Classical brain stem syndrome. Definitions and history
Background: Inaccurate definitions of brain stem syndromes in the literature.
Methods: The original publications of the authors during the last century and the early years of this one were studied in relation to the neuro-ophthalmological diagnosis and neuroanatomy. It is the goal of this medico-historical investigation to compare the knowledge available at this time when the first descriptions were made with the clinical experience and understanding of today.

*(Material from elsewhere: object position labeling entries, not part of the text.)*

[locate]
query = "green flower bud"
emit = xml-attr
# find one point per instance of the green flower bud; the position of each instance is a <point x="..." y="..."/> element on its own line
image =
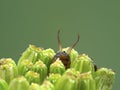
<point x="57" y="67"/>
<point x="53" y="78"/>
<point x="104" y="79"/>
<point x="24" y="67"/>
<point x="8" y="69"/>
<point x="31" y="53"/>
<point x="86" y="82"/>
<point x="32" y="77"/>
<point x="19" y="83"/>
<point x="34" y="86"/>
<point x="47" y="85"/>
<point x="47" y="56"/>
<point x="3" y="84"/>
<point x="83" y="64"/>
<point x="40" y="68"/>
<point x="67" y="81"/>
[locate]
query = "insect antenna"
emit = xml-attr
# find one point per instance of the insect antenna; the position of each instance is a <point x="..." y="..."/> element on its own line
<point x="69" y="50"/>
<point x="59" y="42"/>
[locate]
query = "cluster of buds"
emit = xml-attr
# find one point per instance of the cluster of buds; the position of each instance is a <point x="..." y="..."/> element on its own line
<point x="36" y="70"/>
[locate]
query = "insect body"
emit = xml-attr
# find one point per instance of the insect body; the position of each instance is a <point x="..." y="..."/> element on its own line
<point x="64" y="55"/>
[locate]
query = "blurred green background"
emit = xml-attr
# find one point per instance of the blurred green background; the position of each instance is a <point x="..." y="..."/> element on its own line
<point x="24" y="22"/>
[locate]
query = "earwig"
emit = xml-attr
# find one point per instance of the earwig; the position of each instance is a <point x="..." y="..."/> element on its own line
<point x="64" y="55"/>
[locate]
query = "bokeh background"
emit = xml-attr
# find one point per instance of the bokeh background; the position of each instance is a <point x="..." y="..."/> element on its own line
<point x="24" y="22"/>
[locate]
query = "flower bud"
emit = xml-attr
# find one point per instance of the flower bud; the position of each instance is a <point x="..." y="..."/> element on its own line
<point x="104" y="79"/>
<point x="8" y="69"/>
<point x="41" y="69"/>
<point x="24" y="67"/>
<point x="57" y="67"/>
<point x="83" y="64"/>
<point x="47" y="85"/>
<point x="34" y="86"/>
<point x="31" y="53"/>
<point x="86" y="82"/>
<point x="19" y="83"/>
<point x="67" y="81"/>
<point x="33" y="77"/>
<point x="3" y="84"/>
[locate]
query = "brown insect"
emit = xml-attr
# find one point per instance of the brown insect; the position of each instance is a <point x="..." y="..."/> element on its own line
<point x="64" y="55"/>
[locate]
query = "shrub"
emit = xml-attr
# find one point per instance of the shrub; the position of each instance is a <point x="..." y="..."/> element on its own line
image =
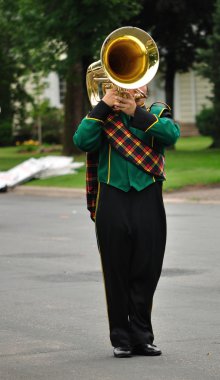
<point x="6" y="138"/>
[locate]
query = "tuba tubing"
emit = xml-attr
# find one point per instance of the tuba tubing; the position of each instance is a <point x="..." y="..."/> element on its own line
<point x="129" y="59"/>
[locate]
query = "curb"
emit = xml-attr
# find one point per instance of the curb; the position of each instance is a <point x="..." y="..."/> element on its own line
<point x="200" y="195"/>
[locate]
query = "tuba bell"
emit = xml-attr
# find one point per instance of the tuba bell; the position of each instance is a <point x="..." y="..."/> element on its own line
<point x="129" y="59"/>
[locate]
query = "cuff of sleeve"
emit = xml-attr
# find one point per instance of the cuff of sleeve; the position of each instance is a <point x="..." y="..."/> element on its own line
<point x="143" y="120"/>
<point x="100" y="111"/>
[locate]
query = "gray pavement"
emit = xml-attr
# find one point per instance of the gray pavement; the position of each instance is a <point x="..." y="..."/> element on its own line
<point x="53" y="322"/>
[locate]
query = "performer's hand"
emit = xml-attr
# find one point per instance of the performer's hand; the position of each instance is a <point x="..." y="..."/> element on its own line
<point x="110" y="97"/>
<point x="126" y="105"/>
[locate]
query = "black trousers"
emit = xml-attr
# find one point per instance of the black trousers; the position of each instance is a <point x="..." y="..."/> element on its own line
<point x="131" y="235"/>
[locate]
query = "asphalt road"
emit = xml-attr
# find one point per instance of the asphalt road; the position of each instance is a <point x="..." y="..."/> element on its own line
<point x="53" y="322"/>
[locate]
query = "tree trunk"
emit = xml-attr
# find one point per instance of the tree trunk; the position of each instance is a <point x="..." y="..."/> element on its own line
<point x="73" y="107"/>
<point x="169" y="88"/>
<point x="169" y="83"/>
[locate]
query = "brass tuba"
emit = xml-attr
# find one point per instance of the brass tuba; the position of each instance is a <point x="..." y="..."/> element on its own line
<point x="129" y="59"/>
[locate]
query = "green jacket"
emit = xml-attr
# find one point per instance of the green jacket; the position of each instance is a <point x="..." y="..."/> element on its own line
<point x="153" y="126"/>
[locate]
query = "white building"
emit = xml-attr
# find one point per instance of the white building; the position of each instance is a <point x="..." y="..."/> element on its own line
<point x="191" y="94"/>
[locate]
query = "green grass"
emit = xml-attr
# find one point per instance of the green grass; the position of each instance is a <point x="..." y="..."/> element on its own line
<point x="191" y="163"/>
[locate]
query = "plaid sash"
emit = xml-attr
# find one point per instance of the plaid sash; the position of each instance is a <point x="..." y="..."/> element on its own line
<point x="128" y="146"/>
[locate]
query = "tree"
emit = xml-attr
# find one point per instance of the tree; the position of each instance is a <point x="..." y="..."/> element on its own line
<point x="65" y="34"/>
<point x="12" y="92"/>
<point x="179" y="27"/>
<point x="210" y="68"/>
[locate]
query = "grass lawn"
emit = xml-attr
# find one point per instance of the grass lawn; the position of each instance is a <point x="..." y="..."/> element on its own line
<point x="191" y="163"/>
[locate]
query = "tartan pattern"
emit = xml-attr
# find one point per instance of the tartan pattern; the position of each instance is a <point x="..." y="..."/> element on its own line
<point x="130" y="147"/>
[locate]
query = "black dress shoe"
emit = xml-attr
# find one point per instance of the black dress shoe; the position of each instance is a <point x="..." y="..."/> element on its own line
<point x="122" y="352"/>
<point x="146" y="350"/>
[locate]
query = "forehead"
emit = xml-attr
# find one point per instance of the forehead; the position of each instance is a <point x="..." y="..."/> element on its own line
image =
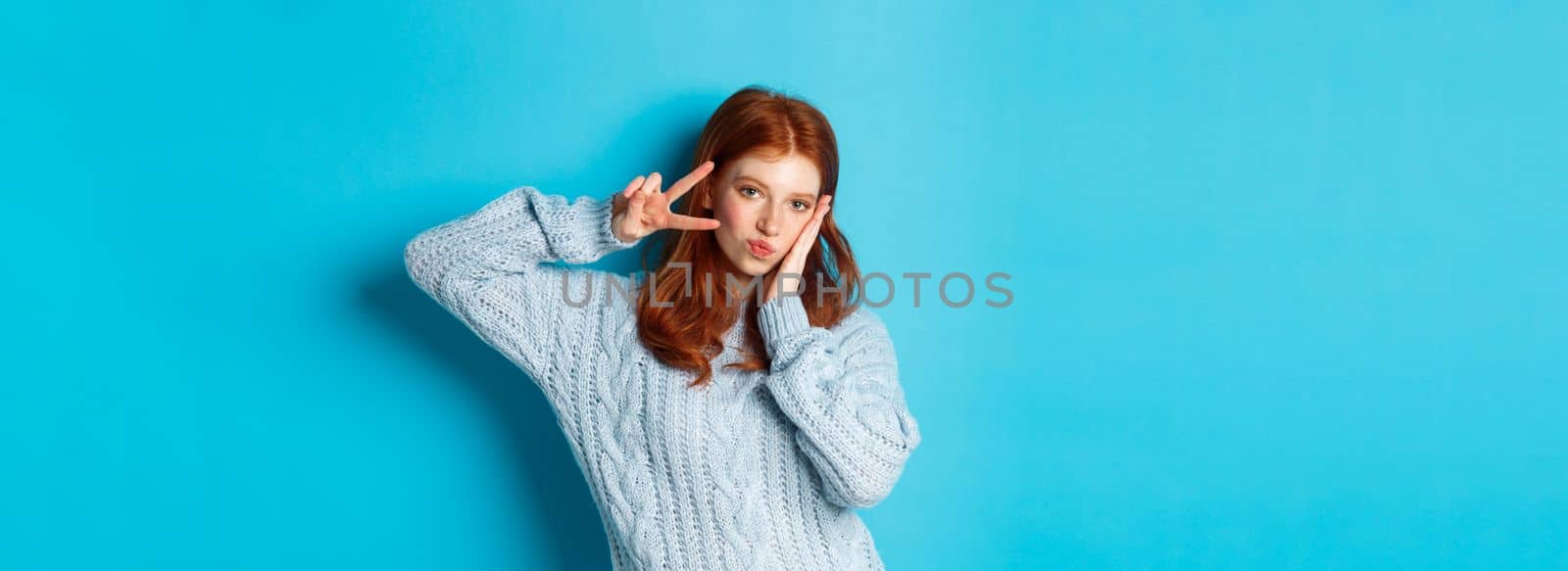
<point x="792" y="174"/>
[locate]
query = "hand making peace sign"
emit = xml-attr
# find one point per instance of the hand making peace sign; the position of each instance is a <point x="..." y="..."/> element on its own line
<point x="643" y="209"/>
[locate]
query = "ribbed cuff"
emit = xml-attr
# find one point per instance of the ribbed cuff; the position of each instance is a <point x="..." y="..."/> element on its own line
<point x="781" y="317"/>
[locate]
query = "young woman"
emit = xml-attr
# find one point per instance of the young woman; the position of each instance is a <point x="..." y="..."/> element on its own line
<point x="731" y="408"/>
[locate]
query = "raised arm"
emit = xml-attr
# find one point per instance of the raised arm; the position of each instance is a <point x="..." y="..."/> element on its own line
<point x="841" y="388"/>
<point x="490" y="268"/>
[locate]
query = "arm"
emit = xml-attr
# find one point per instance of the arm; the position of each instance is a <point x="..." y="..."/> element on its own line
<point x="490" y="270"/>
<point x="841" y="388"/>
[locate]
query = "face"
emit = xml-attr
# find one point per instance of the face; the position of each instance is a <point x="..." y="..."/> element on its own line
<point x="762" y="203"/>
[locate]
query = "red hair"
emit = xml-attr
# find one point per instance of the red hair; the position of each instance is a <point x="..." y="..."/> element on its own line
<point x="684" y="330"/>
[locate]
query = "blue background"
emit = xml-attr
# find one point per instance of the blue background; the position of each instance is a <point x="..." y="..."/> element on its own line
<point x="1291" y="283"/>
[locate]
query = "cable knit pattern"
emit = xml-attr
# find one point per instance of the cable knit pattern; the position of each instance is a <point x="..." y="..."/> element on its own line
<point x="684" y="479"/>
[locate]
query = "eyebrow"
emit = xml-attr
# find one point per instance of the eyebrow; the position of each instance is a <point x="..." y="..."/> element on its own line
<point x="765" y="187"/>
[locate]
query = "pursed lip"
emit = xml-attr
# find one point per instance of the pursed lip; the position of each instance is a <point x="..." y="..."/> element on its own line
<point x="760" y="247"/>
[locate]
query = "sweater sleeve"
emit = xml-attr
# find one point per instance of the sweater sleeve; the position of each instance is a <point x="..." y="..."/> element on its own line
<point x="490" y="268"/>
<point x="841" y="390"/>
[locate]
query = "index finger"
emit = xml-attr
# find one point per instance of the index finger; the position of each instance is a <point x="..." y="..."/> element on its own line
<point x="681" y="187"/>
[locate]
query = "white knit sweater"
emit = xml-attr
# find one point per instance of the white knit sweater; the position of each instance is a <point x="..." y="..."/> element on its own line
<point x="758" y="471"/>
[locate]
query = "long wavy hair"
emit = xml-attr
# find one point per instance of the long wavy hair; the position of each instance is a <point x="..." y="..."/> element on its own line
<point x="686" y="328"/>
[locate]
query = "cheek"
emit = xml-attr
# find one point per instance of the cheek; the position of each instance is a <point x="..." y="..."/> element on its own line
<point x="733" y="215"/>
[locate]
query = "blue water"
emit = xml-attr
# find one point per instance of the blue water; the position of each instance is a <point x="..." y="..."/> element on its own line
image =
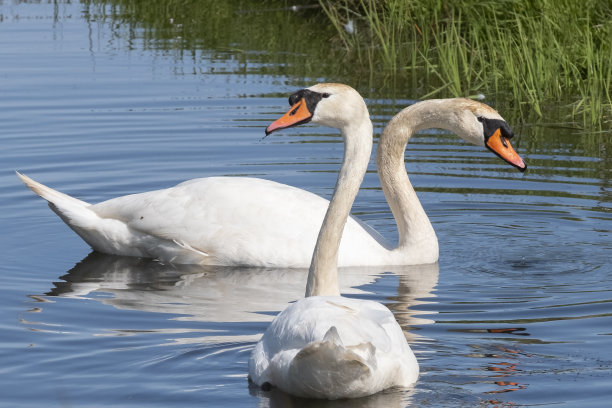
<point x="97" y="116"/>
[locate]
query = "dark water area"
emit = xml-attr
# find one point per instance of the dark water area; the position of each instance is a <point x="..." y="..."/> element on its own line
<point x="98" y="103"/>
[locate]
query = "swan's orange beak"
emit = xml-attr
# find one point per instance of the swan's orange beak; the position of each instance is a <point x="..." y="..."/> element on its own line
<point x="501" y="146"/>
<point x="297" y="115"/>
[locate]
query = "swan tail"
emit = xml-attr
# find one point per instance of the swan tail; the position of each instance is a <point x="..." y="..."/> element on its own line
<point x="330" y="370"/>
<point x="72" y="211"/>
<point x="49" y="194"/>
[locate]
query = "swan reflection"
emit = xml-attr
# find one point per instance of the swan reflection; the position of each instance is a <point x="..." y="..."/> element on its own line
<point x="391" y="398"/>
<point x="228" y="294"/>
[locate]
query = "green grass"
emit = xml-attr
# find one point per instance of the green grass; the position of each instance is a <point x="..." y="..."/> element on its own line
<point x="538" y="54"/>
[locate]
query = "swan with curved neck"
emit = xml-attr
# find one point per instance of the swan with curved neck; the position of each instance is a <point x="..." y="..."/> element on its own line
<point x="328" y="346"/>
<point x="256" y="222"/>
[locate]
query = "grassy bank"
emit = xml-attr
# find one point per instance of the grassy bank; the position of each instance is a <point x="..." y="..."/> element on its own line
<point x="536" y="54"/>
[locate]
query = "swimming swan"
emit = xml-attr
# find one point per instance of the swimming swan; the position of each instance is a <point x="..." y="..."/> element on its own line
<point x="245" y="221"/>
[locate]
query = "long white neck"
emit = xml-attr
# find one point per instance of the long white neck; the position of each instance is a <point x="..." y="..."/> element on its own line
<point x="323" y="273"/>
<point x="414" y="229"/>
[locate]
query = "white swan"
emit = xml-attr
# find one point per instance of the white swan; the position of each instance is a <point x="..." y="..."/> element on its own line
<point x="328" y="346"/>
<point x="325" y="345"/>
<point x="255" y="222"/>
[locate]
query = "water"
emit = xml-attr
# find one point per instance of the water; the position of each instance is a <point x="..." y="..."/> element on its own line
<point x="97" y="113"/>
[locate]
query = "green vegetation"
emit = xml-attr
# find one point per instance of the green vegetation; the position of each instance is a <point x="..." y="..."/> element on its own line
<point x="537" y="61"/>
<point x="534" y="54"/>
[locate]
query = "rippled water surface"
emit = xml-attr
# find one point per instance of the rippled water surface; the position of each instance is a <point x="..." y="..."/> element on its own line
<point x="517" y="312"/>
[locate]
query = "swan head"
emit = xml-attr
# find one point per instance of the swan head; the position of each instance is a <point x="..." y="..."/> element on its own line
<point x="334" y="105"/>
<point x="483" y="126"/>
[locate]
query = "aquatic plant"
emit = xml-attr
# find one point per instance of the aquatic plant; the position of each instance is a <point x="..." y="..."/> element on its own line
<point x="538" y="53"/>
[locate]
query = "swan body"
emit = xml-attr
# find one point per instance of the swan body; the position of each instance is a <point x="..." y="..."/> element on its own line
<point x="325" y="345"/>
<point x="334" y="347"/>
<point x="213" y="221"/>
<point x="254" y="222"/>
<point x="328" y="346"/>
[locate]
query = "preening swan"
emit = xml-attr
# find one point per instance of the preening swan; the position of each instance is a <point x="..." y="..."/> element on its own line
<point x="325" y="345"/>
<point x="256" y="222"/>
<point x="329" y="346"/>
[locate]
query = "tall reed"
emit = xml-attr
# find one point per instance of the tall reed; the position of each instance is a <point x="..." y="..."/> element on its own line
<point x="538" y="53"/>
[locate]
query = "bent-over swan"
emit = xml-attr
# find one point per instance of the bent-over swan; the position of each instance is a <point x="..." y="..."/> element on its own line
<point x="256" y="222"/>
<point x="325" y="345"/>
<point x="328" y="346"/>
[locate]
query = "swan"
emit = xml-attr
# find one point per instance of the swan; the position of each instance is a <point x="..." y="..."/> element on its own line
<point x="331" y="347"/>
<point x="241" y="221"/>
<point x="325" y="345"/>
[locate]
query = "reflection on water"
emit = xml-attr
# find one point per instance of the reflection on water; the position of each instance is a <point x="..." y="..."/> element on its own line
<point x="226" y="294"/>
<point x="392" y="398"/>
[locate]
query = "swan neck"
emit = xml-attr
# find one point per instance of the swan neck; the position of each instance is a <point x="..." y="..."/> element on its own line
<point x="414" y="228"/>
<point x="323" y="273"/>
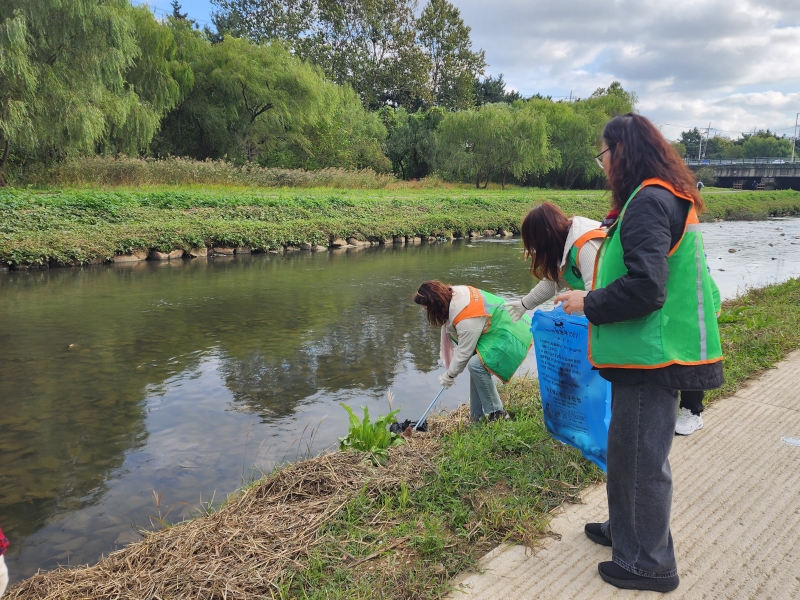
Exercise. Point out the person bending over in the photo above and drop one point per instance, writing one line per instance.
(487, 341)
(562, 253)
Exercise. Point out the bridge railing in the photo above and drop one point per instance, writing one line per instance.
(766, 160)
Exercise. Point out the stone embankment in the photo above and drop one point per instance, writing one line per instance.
(351, 243)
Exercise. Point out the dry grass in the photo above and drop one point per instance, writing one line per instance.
(248, 547)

Results: The following classical brain stem syndromes are important for an ophthalmologist: diseases with III-paresis: Weber's syndrome (1863, ipsilateral oculomotor paralysis with alternating hemiplegia), Benedikt's syndrome (1889, oculomotor paralysis and crossed hemiparesis with tremor), Nothnagel Claude's syndrome (III-Paresis with alternating ataxia); diseases with VII-paresis: Millard Gubler's syndrome (1856, nuclear 7th nerve palsy with crossed hemiparesis), Foville's syndrome (1858, conjugate lateral gaze paralysis, ipsilateral nuclear palsy of the 7th nerve, crossed hemiparesis); diseases with VI-paresis: Raymond Cestan's syndrome (1895, abducent nerve paralysis with contralateral hemiparesis). Brain stem lesions are also found in Wallenberg's syndrome (1895, Horner's syndrome, absent corneal reflex, lateropulsion of saccadic eye movements, nystagmus, ataxia, dysphagia, hoarseness, sensory loss over the facial region, contralateral dissociated diminished sensibility (hemiparesis), etc.). The following two syndromes do not belong to the above-mentioned classical examples, because lesions of the long tracts of the brain stem are absent. However, since these two syndromes are accompanied by both ocular and neurological signs which indicate typical lesions of the brain stem, they are also mentioned here: Parinaud's syndrome (1883, paralysis of conjugate vertical gaze and paresis of convergence together with additional neuro-ophthalmological signs) and the Koerber Salus Elschnig's syndrome (1903, 1910, 1913, nystagmus retractorius, vertical gaze palsy, pupillary disturbances, and signs of midbrain disease).
Conclusions: The first descriptions of these syndromes, together with the figures illustrating the neuroanatomical findings in these lesions, are helpful for assessing the clinical picture. Some named syndromes which are used today in clinical diagnosis (e.g. Parinaud's syndrome) do not exactly correspond to the first descriptions in the last century.